To link or not to link

C’est souvent dans la vie de tous les jours que surgissent, au hasard du quotidien, des réflexions et des idées. A l’instant même, je viens d’assister à un petit ballet qui m’a laissé profondément songeur.

En ce week-end pascal d’ordinaire bien vide, la résurrection du journal 20ans nous a sauvés, par son bad buzz, d’un morne ennui que pas même l’ingestion parfois émétique d’œufs en chocolat n’aurait pu combler. Le journal 20ans donc, englouti comme tant d’autres titres de presse par l’indigence de ses ventes, renaît de ses cendres après trois ans d’absence. Jeudi, on apprenait que la rédactrice en chef était une jeune femme de 19 ans ; le jour-même, un mème était lancé.

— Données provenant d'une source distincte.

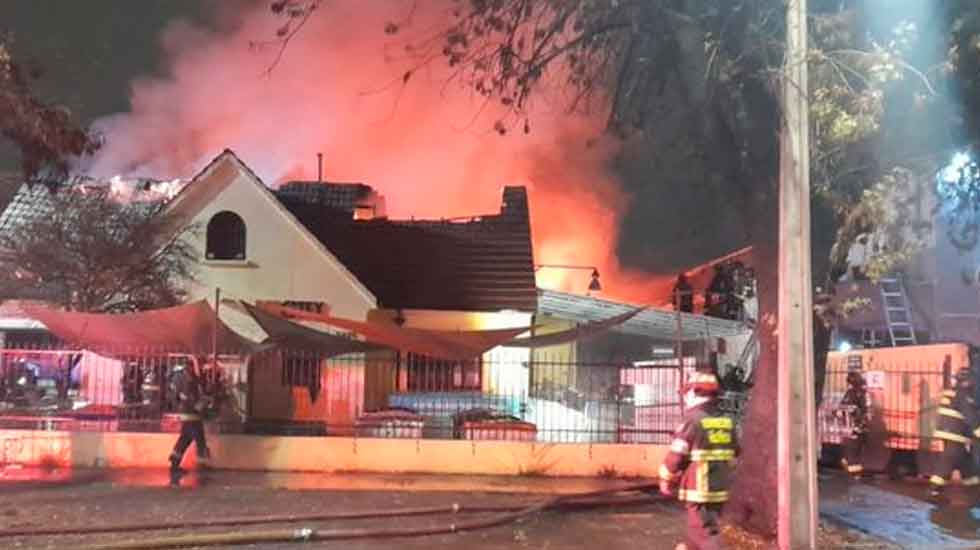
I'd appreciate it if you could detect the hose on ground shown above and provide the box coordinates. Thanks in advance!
[63,483,657,550]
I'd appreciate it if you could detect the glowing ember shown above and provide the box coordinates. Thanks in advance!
[82,0,672,303]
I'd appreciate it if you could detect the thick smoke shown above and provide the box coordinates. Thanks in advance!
[90,0,669,303]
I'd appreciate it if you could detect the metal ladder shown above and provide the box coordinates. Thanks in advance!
[878,276,917,347]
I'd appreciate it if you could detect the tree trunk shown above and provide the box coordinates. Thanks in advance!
[725,229,779,536]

Mais derrière le vernis glossy de la nouvelle, le bad buzz s’est très vite installé. Plusieurs blogueuses ont publié le mail envoyé par la rédaction qui leur propose des piges à 20 euros. Des blogueurs relaient le buzz, d’autres analysent. Le site 20minutes.fr porte l’estocade et assassine la campagne de com’ de la nouvelle mouture. Finalement, ce soir, la rédaction de 20ans se roule dans le ridicule en menaçant de procès ceux qui ont relayé l’article de 20minutes.fr.

Parmi ceux qui ont parlé de l’affaire, un blogueur s’est montré particulièrement élogieux. Mry est parfois en délicatesse avec les femmes, qu’il n’hésite pas à traiter de salopes, de putasses, à faire poser nues dans un buzz blog. Mry est détesté des féministes, apprécié des geekettes, comme quoi le féminisme n’est pas le combat de toutes les femmes. CyCee, talentueuse blogueuse féministe, en publiant cet article, a linké Mry. Horreur et sacrilège ! Immédiatement, la faute est dénoncée, et CyCee retire son lien en lui substituant celui-ci, dont le titre est évocateur : « Mry est un con ».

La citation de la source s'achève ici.